Tea’s presence in Morocco in the 9th century predates the widespread availability of sugar, which only became common with French and Spanish protectorates in the early 20th century. Before that, tea was traditionally consumed plain or with herbs—highlighting indigenous roots focused on flavor and medicinal virtues rather than colonial habits (Sebti, 1992).

Myth 3 | The Route of Tea to Morocco

Did tea primarily travel via the overland Silk Road?

Although the overland Silk Road played a key role in East-West exchanges, the linguistic and cultural diffusion of tea in Morocco aligns more closely with maritime routes and Arab trading networks. The Arabic word Atay itself derives from the southern Chinese pronunciation “te,” pointing to a transmission through maritime channels controlled by Arab-Muslim merchants, rather than the northern land routes that spread “cha.”

Maritime trade across the Indian Ocean—linking China, Arabia, and East Africa—was critical in introducing tea early into the Maghreb (Dreyer, 2007; Waters, 2012).

Myth 4 | Moroccan Tea’s Medicinal Uses

Did medicinal use of Moroccan tea arise only after European influence?

Contrary to this notion, Islamic scholars and physicians from the 7th to the 14th centuries incorporated tea and herbal infusions into their pharmacopoeias. The stimulating, digestive, and calming effects of tea were well recognized long before European scientific interest (notably in Avicenna’s Canon of Medicine and the botanical treatises of Ibn al-Baytar).

These medical traditions significantly contributed to embedding tea in everyday life and social rituals across Islamic societies—including Morocco.

2025 - Atay | History of Moroccan Tea | Maison NANA1807 | The House of Organic Mint Tea

Why Correct These Myths?

Correcting these misconceptions is essential to recognizing Moroccan tea culture as an organic, centuries-old tradition shaped by global exchanges, local innovations, and a rich Islamic scholarly heritage. This nuanced understanding deepens appreciation for the authenticity of Moroccan tea, moving beyond the simplistic narratives inherited from the colonial era.

For enthusiasts and scholars alike, grasping this complex history enriches every glass of Atay served with mint and hospitality—a drink that truly connects continents, centuries, and cultures.
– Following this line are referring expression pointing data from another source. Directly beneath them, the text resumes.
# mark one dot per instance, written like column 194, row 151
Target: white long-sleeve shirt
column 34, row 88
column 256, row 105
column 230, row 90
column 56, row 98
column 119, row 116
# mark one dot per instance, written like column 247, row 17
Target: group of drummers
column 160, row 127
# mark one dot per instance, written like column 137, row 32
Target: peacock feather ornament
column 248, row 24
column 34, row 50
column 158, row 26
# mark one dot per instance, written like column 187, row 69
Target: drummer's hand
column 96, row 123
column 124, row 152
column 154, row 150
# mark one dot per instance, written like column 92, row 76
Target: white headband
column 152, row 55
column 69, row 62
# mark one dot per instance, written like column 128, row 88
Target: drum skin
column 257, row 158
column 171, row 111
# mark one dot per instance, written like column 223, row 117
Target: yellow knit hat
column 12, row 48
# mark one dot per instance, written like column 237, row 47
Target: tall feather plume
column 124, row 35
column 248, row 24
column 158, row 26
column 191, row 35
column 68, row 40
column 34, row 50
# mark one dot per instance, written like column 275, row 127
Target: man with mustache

Atay, Moroccan Tea | Symbol with a Millennial History

The story of Atay—Moroccan tea—is far older, more complex, and more deeply rooted than commonly assumed. Long before colonial times, tea arrived in Morocco via maritime routes linking China, the Arabian Peninsula, and the Maghreb, notably through Muslim merchants as early as the 9th century.

The word Atay, borrowed from the southern Chinese word te by Arab traders, embodies this early transmission through the Indian Ocean and underscores the central role of Islamic civilization in major historical commercial and cultural exchanges. Far from a recent invention, the Moroccan ritual of brewing green tea with fresh mint—originally without sugar—belongs to a millennial tradition shaped by local tastes, natural resources, and a distinct cultural identity.

Placing Moroccan tea in this context allows for a fuller appreciation of its richness: each cup becomes an act of remembrance, a transmission across continents, generations, and civilizations. Drinking Moroccan tea is, in essence, drinking history—a living story, shared and deeply meaningful.